Mayuko Kamio was 11 years old the first time she played Pyotr Ilyich Tchaikovsky’s Violin Concerto, Op. 35 in D Major.
She said she remembers playing the notes well enough, but never felt comfortable on the stage and found herself unable to enjoy one of history’s most revered concertos.
Now 28, she estimates that she’s played the piece “nearly 100 times,” and looks forward to enjoying its dulcet tones with the Chautauqua Symphony Orchestra at 8:15 p.m. tonight in the Amphitheater.
“I’ve never gotten tired of playing it all these years,” Kamio said. “Now that I can play it and enjoy it too, it really does define me musically.”
Tchaikovsky’s masterwork has always been at the forefront of Kamio’s artistic aspirations. Born in Osaka, Japan, she first picked up a violin at the age of 4.
At first, Kamio’s parents weren’t keen on the idea of their daughter pursuing a life in music. She used the carrot of the concerto to stay the course and change their minds.
“My parents were really hesitant about the violin,” Kamio said. “They were supportive, but they weren’t exactly eager about it. I would just keep saying ‘I have to play the concerto,’ and by the time I did, it was too late for them to stop me.”
Kamio will be joined on the Chautauqua stage by guest conductor Roberto Minczuk, who is making his second 2014 appearance as part of the Institution’s effort to find a permanent music director.
The pair have worked together multiple times prior to tonight, their latest collaboration being this past May in Calgary.
“[Minczuk] is a great musician and person to work with,” Kamio said. “He’s an inspiring, open leader, and it shows in his music. His ability to powerfully lead an orchestra while keeping everyone comfortable speaks volumes.”
Minczuk’s program tonight is itself an ode to Tchaikovsky. After a short opener of Wolfgang Amadeus Mozart’s The Impresario Overture, K.486, the Russian’s Serenade, Op. 48, paves the way for Kamio and the violin concerto.
Together, the Tchaikovsky duo forms more than an hour of reverence and respect paid to a legend of classical music.
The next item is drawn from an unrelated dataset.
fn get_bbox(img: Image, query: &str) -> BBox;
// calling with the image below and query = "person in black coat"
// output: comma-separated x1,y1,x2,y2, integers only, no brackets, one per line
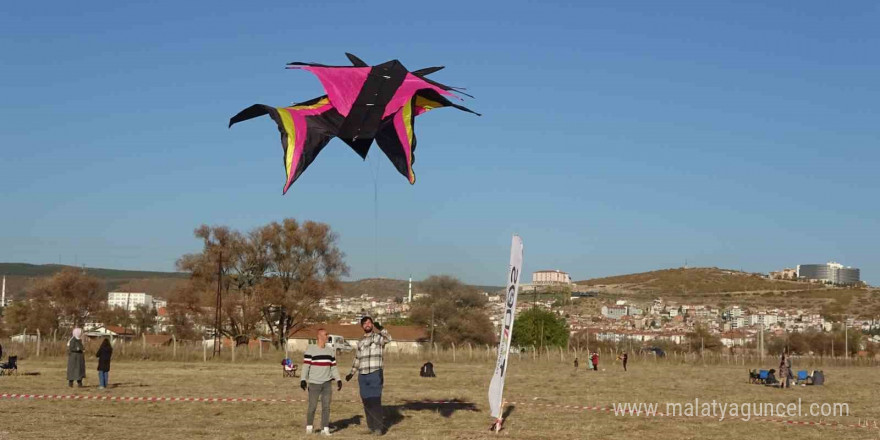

“The program was designed to be all Tchaikovsky,” said Minczuk, after revealing he initially tried to script an ode to South American music. He currently leads the symphony in Rio de Janeiro as well as the Calgary Philharmonic Orchestra.
“Doing a program dedicated to Tchaikovsky’s music seemed especially appropriate the more it came together,” he said. “The ‘Serenade’ in particular hasn’t been played at Chautauqua for a long, long time. The best of our scores deal with the best of human creation, and both will be on display here.”
As with each of the eight guest conductors this season, community members are invited to submit their thoughts on Minczuk to the Music Director Search Committee via a survey available on the CSO’s web page CSOsearch.com.